Trying not to think about it
I have 7 hours left before I leave to get the girls in Oklahoma. There is so much to be done around the house, but I have little to no desire to do any of it. I get so overwhealmed that it's easier to just ignore the disaster than it is to figure out where to start. Last night I took down the Christmas tree and all the decorations. I need to get them back in the storage closet this morning. that will help quite a bit with the living room disaster.
I'm ranting here because if I don't, I'll hit the pantry, and we all know that is the last thing I need. I've been gorging all weekend. It has to stop!! Why do I always do this to myself?

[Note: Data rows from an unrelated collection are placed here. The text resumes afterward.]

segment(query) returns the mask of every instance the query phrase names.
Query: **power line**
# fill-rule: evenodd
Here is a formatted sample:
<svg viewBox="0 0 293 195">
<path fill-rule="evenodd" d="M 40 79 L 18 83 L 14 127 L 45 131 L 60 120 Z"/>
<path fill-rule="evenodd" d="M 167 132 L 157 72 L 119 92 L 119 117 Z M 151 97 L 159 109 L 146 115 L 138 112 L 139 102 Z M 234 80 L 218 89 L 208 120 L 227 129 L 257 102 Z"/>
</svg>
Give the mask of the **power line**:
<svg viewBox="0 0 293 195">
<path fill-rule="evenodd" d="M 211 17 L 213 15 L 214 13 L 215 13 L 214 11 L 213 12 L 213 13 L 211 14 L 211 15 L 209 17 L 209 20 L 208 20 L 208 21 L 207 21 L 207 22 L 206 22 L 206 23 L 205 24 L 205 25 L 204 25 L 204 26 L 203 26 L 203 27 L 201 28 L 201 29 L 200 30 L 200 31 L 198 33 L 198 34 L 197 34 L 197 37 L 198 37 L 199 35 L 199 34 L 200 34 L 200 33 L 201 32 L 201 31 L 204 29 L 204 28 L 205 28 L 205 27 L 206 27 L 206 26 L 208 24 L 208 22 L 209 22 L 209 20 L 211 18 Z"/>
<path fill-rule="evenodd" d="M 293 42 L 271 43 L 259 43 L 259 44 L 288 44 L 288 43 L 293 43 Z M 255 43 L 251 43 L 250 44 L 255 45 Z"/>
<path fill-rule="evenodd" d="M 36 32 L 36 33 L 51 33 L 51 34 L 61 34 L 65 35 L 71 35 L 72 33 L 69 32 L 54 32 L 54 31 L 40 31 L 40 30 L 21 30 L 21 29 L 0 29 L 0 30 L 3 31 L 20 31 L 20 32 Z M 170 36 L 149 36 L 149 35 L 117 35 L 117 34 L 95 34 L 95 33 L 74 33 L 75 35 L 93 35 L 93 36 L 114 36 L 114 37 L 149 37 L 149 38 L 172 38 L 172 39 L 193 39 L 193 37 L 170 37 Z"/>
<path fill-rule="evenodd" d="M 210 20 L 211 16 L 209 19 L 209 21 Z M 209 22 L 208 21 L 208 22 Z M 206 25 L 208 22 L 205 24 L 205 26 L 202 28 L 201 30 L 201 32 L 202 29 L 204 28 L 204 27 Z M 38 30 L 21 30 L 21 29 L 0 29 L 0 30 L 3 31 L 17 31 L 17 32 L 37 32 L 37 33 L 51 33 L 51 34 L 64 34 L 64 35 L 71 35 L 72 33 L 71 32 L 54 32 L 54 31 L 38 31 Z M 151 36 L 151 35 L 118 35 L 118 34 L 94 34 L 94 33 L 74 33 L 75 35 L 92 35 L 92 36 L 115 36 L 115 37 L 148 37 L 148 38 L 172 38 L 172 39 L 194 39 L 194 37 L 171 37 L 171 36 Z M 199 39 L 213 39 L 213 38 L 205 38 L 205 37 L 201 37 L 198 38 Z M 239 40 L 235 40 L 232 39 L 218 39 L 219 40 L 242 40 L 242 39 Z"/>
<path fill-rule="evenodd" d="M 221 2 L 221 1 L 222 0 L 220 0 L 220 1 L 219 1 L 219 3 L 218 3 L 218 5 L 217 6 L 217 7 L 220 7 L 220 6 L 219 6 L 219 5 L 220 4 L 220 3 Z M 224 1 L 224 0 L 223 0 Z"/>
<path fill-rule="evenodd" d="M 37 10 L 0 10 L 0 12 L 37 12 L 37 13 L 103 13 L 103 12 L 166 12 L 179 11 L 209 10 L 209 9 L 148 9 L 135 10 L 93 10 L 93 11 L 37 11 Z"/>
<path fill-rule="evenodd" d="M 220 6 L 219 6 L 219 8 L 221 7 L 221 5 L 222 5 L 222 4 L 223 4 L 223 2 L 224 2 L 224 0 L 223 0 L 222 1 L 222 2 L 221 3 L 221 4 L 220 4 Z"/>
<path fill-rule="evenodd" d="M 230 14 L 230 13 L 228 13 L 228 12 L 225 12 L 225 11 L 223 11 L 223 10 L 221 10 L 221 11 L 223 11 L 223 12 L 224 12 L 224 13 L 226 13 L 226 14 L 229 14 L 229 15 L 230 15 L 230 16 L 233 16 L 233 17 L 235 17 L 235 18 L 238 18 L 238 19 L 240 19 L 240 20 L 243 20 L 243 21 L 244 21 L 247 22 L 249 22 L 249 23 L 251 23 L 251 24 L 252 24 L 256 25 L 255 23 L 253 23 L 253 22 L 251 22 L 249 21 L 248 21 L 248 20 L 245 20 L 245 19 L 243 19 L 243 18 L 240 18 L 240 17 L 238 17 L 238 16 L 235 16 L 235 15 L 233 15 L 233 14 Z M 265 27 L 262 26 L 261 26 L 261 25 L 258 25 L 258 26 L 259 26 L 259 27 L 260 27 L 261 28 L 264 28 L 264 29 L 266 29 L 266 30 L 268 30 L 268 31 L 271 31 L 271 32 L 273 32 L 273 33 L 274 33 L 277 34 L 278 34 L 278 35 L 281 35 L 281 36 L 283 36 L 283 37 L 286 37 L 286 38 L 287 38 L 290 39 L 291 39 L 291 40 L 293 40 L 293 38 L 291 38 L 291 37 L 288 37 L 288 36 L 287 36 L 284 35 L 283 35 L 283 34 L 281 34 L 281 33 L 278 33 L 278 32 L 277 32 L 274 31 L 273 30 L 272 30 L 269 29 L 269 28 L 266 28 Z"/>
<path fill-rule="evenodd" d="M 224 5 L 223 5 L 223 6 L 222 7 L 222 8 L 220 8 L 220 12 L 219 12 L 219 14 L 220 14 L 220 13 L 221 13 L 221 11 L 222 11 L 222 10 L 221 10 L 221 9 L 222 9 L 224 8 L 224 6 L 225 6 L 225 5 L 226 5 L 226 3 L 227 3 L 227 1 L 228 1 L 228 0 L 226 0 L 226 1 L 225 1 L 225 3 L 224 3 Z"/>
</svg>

I feel as if there's a beast in my head that controls my eating, and I have nothing to do with it. If only it were true. Of course then I'd be labeled as mental...maybe that's not such a good thing. HELP!!!
I have to buy groceries at some point today, too. Milk and fruit mainly. I need to make a list and a vow to stick to it...and go shopping when I'm not hungry. Unfortunately, I haven't been not hungry for days.
Alright...alright. I'm going to get moving. Put decorations and the tree away. Then I have to deal with the rest of the mess in the living room. And my bedroom. My new bedside tables and dresser are in the living room because there's no space in the disaster that is my bedroom. I swear it's enough to drive a sane person crazy...let alone someone who's mostly there already.